We are looking for a Senior Research Scientist focused on multimodal foundation models and robotics to join the Generalist Embodied Agent Research (GEAR) group at NVIDIA. The mission is to build general-purpose embodied agents and humanoid robot foundation models that learn to explore and master complex skills across virtual and physical worlds. The team produces work on multimodal foundation models, large-scale robot learning, game AI, and physical simulation (examples: Eureka, VIMA, Voyager, MineDojo, MimicPlay, Prismer, Project GR00T).

Responsibilities

Design and implement novel AI algorithms and models for general-purpose humanoid robots and embodied agents.
Develop large-scale AI training and inference methods for foundation models.
Optimize and deploy AI models in physical simulation and on robot hardware.
Collaborate with research and engineering teams across NVIDIA to transfer research into products and services.

Requirements

Education

Ph.D. in Computer Science, Computer Engineering, Electrical Engineering, or equivalent research experience.

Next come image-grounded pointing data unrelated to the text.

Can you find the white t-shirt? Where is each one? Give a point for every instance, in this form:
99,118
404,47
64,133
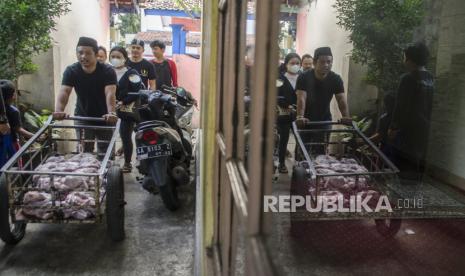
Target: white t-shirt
120,72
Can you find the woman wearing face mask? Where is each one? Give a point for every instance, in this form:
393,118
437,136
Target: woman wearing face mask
118,58
286,99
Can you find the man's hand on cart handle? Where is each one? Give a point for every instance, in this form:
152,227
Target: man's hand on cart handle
301,121
59,115
110,118
346,121
5,128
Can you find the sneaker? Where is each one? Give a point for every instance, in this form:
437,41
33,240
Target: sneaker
127,168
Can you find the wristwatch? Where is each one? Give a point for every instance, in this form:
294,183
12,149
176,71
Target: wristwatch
3,119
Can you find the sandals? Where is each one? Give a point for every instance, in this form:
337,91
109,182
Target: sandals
127,168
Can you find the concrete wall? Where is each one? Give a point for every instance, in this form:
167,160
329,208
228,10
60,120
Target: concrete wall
86,18
447,143
189,70
316,27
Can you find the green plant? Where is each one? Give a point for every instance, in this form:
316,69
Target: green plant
130,23
379,30
25,30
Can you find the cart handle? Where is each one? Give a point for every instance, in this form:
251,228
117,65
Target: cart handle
82,118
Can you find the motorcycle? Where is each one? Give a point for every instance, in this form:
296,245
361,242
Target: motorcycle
163,141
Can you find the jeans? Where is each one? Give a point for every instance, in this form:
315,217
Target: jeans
125,131
284,129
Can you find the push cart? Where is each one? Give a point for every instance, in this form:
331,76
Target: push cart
19,176
407,199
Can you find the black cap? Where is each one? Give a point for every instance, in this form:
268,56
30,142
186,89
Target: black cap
139,42
322,51
8,89
89,42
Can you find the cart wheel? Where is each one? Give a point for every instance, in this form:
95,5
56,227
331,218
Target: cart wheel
115,203
388,227
298,187
169,194
10,233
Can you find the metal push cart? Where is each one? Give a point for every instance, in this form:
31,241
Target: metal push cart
408,199
19,175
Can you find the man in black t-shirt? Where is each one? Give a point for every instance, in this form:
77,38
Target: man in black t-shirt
95,86
411,120
144,67
315,90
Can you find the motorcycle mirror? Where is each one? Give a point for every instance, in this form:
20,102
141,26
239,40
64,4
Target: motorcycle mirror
181,92
134,78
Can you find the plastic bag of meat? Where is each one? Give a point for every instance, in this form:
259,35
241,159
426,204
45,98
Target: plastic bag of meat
80,163
37,204
79,205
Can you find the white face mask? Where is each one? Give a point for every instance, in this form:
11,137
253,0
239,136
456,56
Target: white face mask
294,69
117,62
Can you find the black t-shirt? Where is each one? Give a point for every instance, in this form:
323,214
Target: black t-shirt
412,114
163,74
145,69
319,94
90,88
14,119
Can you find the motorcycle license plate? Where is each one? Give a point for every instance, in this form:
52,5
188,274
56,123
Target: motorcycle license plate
153,151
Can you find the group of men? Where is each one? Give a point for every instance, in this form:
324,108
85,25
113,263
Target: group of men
404,128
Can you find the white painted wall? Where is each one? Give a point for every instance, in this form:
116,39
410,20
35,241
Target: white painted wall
317,27
447,138
154,22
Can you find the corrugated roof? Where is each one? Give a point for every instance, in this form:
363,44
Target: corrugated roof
192,39
171,4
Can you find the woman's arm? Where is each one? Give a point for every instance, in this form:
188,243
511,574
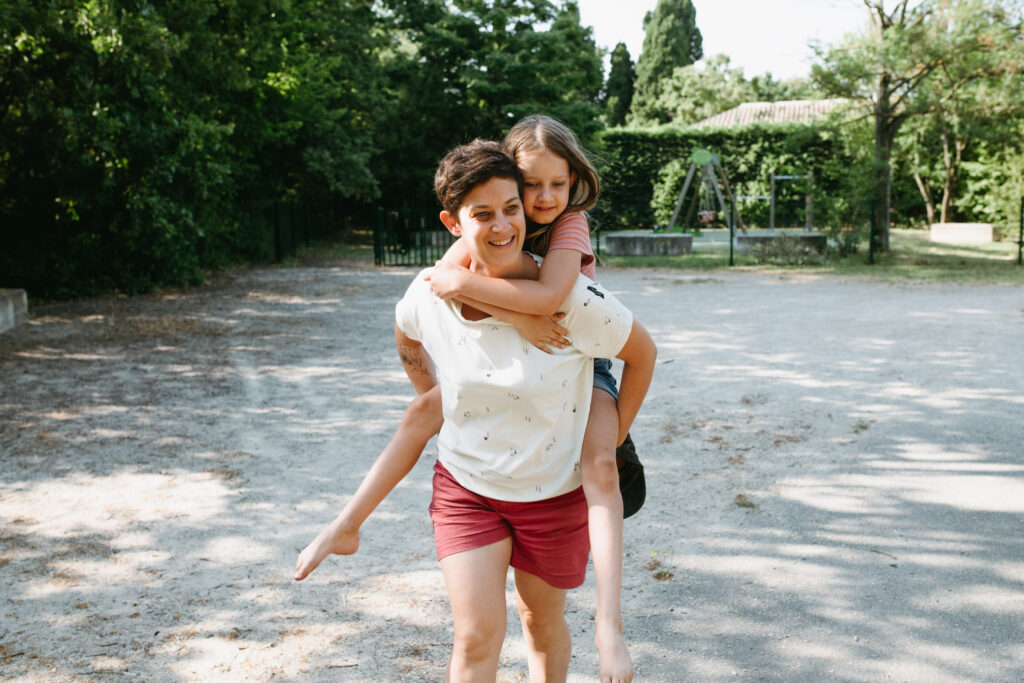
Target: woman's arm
416,361
541,297
639,355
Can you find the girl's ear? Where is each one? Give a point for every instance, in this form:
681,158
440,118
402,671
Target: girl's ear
452,223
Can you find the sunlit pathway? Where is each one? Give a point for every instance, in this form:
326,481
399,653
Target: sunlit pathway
836,486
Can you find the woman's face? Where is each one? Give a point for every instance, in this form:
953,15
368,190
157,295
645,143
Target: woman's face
491,220
548,179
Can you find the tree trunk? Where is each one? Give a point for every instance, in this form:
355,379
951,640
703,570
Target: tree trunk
926,194
885,126
951,160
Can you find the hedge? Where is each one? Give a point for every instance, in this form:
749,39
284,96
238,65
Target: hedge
642,171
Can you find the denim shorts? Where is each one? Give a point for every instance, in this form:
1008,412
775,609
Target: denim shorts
603,379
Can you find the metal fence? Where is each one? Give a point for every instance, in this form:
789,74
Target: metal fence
299,223
409,237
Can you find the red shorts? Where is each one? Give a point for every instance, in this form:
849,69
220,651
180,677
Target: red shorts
550,539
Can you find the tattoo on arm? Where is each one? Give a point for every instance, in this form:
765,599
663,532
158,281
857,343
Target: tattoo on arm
413,360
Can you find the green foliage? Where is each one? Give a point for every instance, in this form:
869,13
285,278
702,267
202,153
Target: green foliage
142,142
472,71
139,140
672,39
617,95
643,171
695,92
785,250
919,59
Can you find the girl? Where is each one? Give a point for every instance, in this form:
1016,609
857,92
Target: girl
560,183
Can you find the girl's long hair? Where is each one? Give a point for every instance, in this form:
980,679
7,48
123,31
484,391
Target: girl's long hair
537,132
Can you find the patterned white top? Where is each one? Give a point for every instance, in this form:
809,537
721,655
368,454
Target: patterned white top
514,417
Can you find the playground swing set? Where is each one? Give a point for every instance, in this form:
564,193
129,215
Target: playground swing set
713,191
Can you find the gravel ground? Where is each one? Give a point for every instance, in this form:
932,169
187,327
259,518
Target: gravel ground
836,485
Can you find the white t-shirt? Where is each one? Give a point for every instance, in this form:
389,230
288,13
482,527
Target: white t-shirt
514,416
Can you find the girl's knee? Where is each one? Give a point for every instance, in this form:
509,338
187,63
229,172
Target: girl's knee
600,470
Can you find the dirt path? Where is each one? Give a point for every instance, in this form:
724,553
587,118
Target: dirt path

Experience & Technical Skills

Minimum ~5 years of relevant work/research experience across multimodal foundation models and/or robotics.

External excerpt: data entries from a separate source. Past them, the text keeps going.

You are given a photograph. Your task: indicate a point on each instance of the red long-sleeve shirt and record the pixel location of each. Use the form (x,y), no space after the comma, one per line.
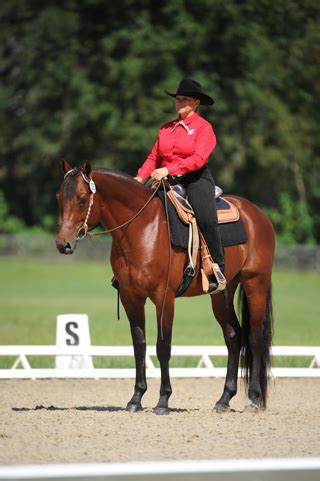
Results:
(181,148)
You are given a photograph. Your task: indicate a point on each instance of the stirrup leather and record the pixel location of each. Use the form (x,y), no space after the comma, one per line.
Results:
(221,280)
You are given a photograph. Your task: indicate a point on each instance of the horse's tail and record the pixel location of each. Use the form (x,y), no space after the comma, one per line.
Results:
(246,353)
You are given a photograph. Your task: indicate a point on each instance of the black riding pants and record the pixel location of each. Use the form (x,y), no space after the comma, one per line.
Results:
(200,188)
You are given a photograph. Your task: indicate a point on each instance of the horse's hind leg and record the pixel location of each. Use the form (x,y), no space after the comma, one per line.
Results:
(164,352)
(134,307)
(257,334)
(229,323)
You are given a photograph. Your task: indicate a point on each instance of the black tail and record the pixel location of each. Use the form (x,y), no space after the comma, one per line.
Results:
(246,353)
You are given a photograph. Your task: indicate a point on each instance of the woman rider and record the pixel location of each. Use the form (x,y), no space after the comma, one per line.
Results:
(181,152)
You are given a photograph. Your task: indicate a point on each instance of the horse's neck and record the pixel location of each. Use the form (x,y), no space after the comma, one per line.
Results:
(120,198)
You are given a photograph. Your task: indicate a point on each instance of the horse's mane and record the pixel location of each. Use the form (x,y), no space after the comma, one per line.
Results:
(69,187)
(112,171)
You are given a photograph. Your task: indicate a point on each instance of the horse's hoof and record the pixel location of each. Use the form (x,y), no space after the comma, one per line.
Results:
(251,407)
(221,408)
(133,408)
(160,411)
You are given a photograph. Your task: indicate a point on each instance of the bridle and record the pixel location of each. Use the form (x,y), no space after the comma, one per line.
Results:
(84,229)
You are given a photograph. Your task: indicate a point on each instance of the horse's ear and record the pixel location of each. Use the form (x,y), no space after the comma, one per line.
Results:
(65,166)
(87,169)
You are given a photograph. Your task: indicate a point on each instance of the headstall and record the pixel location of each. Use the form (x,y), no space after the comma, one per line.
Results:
(82,232)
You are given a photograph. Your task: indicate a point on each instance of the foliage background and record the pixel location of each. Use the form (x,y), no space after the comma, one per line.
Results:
(85,79)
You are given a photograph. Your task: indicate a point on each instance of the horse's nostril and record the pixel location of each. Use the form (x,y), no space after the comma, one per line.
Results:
(67,248)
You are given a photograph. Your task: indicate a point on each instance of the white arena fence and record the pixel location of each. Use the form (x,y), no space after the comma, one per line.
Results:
(78,361)
(266,469)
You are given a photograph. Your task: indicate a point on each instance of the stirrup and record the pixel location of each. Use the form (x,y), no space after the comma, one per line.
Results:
(221,282)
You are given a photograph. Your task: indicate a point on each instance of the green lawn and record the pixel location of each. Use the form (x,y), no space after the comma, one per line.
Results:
(33,293)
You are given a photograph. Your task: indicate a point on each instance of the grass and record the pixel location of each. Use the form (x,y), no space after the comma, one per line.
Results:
(33,293)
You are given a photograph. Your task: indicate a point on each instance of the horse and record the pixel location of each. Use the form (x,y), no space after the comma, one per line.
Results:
(146,265)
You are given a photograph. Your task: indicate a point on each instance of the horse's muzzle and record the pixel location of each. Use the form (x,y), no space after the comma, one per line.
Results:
(64,247)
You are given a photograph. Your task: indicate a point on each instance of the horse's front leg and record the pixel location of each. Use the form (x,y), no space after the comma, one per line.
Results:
(164,352)
(134,307)
(229,323)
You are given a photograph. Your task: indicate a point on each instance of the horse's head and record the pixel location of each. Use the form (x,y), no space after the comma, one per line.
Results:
(75,198)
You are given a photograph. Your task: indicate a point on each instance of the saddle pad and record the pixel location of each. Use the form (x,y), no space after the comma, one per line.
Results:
(232,233)
(226,211)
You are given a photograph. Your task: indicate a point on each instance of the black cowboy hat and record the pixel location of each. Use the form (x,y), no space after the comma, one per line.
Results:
(191,88)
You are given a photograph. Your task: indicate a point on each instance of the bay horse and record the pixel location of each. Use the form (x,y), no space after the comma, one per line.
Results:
(140,261)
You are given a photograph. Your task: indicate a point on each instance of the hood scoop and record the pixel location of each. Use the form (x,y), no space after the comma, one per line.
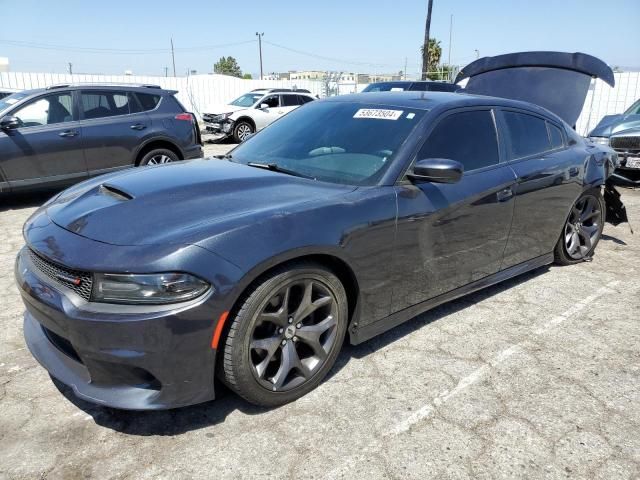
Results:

Multimodal Foundation Models:

Hands-on training experience and publications in topics such as large language models (LLMs), large vision-language models, video generative models and diffusion algorithms, or action-based transformers.
Strong engineering skills in rapid prototyping and model training frameworks (PyTorch, Jax, TensorFlow, etc.). Python is required; C++ and CUDA proficiency are a strong plus.
Experience working with large-scale machine learning/AI systems and compute infrastructure.

Robotics:

Hands-on training experience and publications in robot learning (reinforcement learning, imitation learning, classical control methods).
Strong programming skills in Python and C++; familiarity with ROS and ML frameworks like PyTorch.
Deep understanding of robot kinematics, dynamics, sensors, and control methods (PID, model predictive control, whole-body control).
Ability to safely operate robot hardware, lab equipment, and tools; experience with robot hardware design and hands-on building.
Familiarity with physics simulation frameworks such as MuJoCo and Isaac Sim.

Benefits

Base salary range (varies by level and location):
- Level 4: 184,000 USD - 299,000 USD
- Level 5: 224,000 USD - 356,500 USD
Eligible for equity and additional benefits (see NVIDIA benefits information).
Applications accepted at least until November 9, 2025.
NVIDIA is an equal opportunity employer and values diversity in hiring and promotion practices.